IBM Security QRadar Palo Alto PA Series Content Extensions
- IBM Security QRadar Palo Alto PA Series Content Extension 1.1.1
- IBM Security QRadar Palo Alto PA Series Content Extension 1.1.0
- IBM Security QRadar Palo Alto PA Series Content Extension 1.0.2
- IBM Security QRadar Palo Alto PA Series Content Extension 1.0.1
- IBM Security QRadar Palo Alto PA Series Content Extension 1.0.0
IBM Security QRadar Palo Alto PA Series Content Extension 1.1.1
The following table shows the changed custom properties in IBM Security QRadar Palo Alto PA Series Content Extension 1.1.1.
| Name | Optimized | Capture Group | Regex |
|---|---|---|---|
| URL | Yes | 1 | The \|subtype=url\|.*?\|Miscellaneous="(.*?)(?:"|$) is now \|[sS]ubtype=url\|.*?\|Miscellaneous="(.*?)(?:"|$) |
Duplicated expressions IDs were updated to make them unique in the Rule Name and Web Category custom properties.
IBM Security QRadar Palo Alto PA Series Content Extension 1.1.0
The following table shows the changed custom properties in IBM Security QRadar Palo Alto PA Series Content Extension 1.1.0.
| Name | Optimized | Capture Group | Regex |
|---|---|---|---|
| BytesReceived | Yes | 1 | dstBytes=([^|]+) |
| BytesSent | Yes | 1 | srcBytes=([^|]+) |
| Device Name | No | 1 | DeviceName=([^|]+) |
| Packets Received | No | 1 | dstPackets=([^|]+) |
| Packets Sent | No | 1 | srcPackets=([^|]+) |
IBM Security QRadar Palo Alto PA Series Content Extension 1.0.2
All custom property descriptions were updated, and changes were made to allow custom properties to be translated.
The Object Category and Rulename custom properties were renamed and assigned new IDs.

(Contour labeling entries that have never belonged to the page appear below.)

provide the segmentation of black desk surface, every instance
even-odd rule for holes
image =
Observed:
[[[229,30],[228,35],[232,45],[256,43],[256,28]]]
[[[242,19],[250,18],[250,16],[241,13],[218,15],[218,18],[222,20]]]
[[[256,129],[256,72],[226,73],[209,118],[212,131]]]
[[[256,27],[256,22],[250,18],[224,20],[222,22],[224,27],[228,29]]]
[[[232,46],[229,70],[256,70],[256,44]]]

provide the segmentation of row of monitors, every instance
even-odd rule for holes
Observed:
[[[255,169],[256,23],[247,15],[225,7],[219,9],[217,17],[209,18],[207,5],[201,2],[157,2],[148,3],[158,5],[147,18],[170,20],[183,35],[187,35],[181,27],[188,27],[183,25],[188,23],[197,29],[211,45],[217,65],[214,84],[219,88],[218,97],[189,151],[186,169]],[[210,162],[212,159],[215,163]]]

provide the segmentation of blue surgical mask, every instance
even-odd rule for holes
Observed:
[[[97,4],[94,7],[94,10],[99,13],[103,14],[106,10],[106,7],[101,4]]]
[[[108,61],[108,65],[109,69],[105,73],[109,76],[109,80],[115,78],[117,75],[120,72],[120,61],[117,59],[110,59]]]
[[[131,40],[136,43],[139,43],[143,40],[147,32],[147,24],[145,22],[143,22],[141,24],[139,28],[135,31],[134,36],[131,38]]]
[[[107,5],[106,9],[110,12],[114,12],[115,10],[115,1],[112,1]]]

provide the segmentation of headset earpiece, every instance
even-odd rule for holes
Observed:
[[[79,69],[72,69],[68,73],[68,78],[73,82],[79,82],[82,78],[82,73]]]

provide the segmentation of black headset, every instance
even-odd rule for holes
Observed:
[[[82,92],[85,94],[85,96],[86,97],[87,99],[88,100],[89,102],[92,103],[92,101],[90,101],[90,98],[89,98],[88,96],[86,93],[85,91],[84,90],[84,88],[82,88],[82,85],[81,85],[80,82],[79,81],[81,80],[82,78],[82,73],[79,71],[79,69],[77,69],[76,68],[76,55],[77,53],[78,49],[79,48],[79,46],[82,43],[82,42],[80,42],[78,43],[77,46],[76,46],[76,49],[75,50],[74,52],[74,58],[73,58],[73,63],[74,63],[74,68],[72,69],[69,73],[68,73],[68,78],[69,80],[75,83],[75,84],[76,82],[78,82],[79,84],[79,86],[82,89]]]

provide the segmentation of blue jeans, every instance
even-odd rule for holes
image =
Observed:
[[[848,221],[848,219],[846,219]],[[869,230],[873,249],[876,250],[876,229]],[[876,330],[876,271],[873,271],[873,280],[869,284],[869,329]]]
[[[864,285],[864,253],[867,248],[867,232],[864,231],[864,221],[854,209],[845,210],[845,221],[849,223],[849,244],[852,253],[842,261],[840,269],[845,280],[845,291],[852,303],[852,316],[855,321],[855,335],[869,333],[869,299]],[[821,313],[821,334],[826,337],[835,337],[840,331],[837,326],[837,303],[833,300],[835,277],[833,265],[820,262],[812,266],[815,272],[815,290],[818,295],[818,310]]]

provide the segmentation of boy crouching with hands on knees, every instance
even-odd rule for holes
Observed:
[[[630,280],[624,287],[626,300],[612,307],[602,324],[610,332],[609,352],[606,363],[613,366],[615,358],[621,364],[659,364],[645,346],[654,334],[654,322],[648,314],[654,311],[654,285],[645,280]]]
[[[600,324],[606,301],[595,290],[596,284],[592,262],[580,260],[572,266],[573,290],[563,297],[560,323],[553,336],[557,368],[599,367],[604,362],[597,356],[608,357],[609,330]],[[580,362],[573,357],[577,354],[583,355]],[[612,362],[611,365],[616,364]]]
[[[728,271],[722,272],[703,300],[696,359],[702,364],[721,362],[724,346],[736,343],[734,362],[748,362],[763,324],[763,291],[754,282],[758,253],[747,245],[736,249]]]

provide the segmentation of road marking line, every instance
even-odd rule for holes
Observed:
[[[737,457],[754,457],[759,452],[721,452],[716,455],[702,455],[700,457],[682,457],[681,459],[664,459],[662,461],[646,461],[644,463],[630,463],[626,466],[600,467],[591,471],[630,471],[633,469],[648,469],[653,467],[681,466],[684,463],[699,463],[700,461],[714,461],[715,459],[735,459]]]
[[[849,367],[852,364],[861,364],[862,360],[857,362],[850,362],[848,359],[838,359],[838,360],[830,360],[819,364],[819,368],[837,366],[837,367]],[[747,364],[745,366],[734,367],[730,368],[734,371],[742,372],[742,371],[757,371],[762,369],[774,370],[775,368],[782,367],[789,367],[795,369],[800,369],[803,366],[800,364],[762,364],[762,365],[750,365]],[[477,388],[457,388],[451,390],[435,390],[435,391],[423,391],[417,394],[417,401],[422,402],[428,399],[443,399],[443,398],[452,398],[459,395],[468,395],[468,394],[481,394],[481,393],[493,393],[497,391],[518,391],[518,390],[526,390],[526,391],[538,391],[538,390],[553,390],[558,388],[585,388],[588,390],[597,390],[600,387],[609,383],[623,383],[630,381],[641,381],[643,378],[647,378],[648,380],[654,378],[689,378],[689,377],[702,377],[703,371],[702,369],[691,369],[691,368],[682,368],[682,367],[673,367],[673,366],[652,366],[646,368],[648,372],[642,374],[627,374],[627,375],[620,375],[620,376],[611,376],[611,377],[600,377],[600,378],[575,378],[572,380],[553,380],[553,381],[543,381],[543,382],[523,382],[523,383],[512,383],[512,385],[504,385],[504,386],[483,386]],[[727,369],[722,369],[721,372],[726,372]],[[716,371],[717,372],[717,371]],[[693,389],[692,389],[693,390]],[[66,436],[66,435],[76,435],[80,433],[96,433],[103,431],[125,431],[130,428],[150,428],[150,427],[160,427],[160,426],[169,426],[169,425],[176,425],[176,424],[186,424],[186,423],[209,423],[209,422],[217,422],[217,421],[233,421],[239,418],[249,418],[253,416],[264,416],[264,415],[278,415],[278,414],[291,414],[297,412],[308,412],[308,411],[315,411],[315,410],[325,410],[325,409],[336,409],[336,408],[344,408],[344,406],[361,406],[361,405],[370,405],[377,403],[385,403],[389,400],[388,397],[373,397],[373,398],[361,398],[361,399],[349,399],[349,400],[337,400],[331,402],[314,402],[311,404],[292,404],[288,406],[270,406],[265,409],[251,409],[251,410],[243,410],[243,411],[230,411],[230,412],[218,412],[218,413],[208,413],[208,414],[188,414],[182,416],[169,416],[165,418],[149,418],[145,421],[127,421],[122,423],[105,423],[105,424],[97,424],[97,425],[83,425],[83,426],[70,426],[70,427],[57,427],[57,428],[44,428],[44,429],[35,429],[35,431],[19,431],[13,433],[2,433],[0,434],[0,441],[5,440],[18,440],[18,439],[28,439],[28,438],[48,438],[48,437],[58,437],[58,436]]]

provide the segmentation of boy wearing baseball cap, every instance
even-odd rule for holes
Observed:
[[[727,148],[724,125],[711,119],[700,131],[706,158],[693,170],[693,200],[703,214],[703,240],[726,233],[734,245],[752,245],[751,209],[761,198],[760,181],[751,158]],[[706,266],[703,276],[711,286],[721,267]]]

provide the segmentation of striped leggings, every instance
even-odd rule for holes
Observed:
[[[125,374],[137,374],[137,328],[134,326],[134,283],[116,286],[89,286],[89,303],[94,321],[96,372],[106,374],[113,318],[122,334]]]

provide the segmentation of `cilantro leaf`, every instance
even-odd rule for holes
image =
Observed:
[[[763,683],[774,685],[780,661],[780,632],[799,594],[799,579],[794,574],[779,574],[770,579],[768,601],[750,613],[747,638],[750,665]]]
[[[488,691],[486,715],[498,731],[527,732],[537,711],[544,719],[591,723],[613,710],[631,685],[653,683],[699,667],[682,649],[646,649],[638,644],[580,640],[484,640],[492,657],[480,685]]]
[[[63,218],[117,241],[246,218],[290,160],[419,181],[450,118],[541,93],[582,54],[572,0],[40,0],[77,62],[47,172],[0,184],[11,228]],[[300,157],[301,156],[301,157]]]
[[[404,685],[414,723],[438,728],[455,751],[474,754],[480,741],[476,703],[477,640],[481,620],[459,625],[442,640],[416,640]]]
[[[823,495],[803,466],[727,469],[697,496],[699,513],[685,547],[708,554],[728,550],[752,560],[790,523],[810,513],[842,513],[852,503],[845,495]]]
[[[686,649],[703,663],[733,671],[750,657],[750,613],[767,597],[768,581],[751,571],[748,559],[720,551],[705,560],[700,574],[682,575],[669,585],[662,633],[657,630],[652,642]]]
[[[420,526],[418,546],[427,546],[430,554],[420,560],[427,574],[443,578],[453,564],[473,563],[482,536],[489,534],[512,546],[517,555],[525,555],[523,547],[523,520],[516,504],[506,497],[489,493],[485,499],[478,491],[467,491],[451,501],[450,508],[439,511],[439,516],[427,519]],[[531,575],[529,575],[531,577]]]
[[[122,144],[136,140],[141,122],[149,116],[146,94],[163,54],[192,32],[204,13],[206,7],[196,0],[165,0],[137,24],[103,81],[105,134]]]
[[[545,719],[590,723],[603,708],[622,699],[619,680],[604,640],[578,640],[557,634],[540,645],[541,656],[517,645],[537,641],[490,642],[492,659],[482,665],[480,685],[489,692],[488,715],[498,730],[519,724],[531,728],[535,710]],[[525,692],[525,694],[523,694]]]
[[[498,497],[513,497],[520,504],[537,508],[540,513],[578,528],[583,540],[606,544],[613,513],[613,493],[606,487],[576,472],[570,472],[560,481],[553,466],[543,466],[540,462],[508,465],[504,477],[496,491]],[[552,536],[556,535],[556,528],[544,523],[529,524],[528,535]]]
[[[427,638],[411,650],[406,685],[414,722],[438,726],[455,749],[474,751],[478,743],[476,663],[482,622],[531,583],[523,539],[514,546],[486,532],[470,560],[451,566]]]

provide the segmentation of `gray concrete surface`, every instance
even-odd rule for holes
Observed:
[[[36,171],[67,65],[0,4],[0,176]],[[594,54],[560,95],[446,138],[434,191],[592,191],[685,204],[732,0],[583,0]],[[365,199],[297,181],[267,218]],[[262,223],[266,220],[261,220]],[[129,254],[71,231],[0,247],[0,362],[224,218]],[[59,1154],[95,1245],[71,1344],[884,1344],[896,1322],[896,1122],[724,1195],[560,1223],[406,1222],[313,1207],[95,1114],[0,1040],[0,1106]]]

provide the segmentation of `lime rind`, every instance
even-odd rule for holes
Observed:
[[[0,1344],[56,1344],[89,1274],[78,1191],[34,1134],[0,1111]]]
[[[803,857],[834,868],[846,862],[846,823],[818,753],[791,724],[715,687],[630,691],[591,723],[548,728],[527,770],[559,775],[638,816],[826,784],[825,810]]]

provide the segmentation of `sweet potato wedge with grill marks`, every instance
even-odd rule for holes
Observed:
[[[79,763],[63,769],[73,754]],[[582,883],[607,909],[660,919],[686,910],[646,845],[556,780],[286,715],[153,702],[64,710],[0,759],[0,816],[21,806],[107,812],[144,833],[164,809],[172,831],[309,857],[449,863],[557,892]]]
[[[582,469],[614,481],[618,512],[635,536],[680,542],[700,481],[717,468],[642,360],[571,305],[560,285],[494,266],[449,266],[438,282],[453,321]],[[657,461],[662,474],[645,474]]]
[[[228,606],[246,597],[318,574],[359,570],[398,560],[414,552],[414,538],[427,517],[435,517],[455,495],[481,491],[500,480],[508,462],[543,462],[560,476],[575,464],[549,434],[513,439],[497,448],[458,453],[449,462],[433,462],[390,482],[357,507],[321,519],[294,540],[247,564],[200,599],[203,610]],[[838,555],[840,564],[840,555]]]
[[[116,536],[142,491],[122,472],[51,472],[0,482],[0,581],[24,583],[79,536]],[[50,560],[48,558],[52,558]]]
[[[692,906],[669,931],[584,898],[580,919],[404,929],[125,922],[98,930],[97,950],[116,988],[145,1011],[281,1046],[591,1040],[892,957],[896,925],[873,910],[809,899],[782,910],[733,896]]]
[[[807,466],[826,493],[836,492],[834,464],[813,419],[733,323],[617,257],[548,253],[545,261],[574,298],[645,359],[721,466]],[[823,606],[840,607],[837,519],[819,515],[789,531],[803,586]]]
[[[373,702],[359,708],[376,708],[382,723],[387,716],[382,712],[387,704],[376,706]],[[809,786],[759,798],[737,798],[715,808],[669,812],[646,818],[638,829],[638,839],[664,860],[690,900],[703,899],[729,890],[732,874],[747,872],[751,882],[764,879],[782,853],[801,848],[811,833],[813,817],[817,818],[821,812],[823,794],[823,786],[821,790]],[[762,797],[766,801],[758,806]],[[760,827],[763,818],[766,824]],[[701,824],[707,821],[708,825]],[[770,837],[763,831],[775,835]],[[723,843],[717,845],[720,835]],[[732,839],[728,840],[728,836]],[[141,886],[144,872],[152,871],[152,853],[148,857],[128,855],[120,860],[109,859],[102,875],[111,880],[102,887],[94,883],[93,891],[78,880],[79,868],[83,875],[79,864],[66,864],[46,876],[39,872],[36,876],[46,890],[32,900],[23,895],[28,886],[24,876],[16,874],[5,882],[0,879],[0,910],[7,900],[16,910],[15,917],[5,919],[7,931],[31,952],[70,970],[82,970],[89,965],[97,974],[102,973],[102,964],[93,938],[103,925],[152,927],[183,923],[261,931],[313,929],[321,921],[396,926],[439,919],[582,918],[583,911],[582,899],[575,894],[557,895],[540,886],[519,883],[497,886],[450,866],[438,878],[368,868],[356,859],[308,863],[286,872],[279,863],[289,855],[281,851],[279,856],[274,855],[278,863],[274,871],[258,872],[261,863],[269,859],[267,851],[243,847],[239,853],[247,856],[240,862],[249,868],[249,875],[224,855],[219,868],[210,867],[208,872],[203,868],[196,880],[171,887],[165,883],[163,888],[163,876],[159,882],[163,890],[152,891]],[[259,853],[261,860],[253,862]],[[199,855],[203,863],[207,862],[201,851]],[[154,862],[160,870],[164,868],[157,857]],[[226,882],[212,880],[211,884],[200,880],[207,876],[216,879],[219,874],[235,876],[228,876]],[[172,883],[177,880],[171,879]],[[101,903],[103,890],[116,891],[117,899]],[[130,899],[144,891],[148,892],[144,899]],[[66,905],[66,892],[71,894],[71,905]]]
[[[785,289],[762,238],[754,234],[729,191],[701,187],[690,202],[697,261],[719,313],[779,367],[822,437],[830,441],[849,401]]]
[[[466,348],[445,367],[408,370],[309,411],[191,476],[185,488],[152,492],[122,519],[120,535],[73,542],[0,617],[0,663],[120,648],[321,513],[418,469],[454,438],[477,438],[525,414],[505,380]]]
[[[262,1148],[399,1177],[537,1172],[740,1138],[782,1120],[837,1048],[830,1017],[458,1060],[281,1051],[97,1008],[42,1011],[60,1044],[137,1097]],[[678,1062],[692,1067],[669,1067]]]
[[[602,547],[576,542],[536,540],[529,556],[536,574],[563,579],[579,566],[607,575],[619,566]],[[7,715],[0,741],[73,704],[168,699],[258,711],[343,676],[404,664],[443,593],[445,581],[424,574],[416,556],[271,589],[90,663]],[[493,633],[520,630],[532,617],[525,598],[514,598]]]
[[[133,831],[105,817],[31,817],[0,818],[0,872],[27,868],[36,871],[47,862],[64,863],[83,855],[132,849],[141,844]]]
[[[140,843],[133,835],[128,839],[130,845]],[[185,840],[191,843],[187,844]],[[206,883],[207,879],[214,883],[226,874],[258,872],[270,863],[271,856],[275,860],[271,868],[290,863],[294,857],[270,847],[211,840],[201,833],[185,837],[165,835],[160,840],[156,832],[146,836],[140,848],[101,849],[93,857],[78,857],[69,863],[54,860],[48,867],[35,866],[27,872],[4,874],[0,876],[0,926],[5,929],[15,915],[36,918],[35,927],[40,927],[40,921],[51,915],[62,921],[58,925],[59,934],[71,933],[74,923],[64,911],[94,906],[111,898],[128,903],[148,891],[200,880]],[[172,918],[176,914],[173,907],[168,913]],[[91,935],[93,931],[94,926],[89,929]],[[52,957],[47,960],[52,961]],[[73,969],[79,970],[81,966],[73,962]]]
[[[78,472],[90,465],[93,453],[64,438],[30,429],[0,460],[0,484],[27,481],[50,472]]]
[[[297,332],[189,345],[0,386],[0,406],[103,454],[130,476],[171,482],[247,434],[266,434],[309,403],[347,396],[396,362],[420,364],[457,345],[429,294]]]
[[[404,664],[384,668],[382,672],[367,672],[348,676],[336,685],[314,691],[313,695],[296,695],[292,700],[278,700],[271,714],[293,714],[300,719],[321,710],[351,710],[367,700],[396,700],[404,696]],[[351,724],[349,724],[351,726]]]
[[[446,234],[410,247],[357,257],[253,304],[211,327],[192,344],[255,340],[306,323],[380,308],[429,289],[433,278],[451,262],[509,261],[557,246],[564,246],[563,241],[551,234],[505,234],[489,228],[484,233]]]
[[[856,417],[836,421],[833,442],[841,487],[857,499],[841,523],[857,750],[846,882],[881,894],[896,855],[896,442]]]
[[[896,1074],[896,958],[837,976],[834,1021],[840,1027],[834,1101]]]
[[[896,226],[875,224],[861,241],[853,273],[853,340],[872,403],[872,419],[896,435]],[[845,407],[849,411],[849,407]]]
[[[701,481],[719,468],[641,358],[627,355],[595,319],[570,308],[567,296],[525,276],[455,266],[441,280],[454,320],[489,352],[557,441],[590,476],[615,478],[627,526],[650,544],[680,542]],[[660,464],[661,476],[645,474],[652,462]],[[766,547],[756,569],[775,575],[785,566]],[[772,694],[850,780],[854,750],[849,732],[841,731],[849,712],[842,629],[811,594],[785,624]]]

Object Category is now Web Category. Rulename is now Rule Name. Delete any existing Object Category and Rulename custom properties before you upgrade to 1.0.2.
The following table shows the changed custom properties in IBM Security QRadar Palo Alto PA Series Content Extension 1.0.2.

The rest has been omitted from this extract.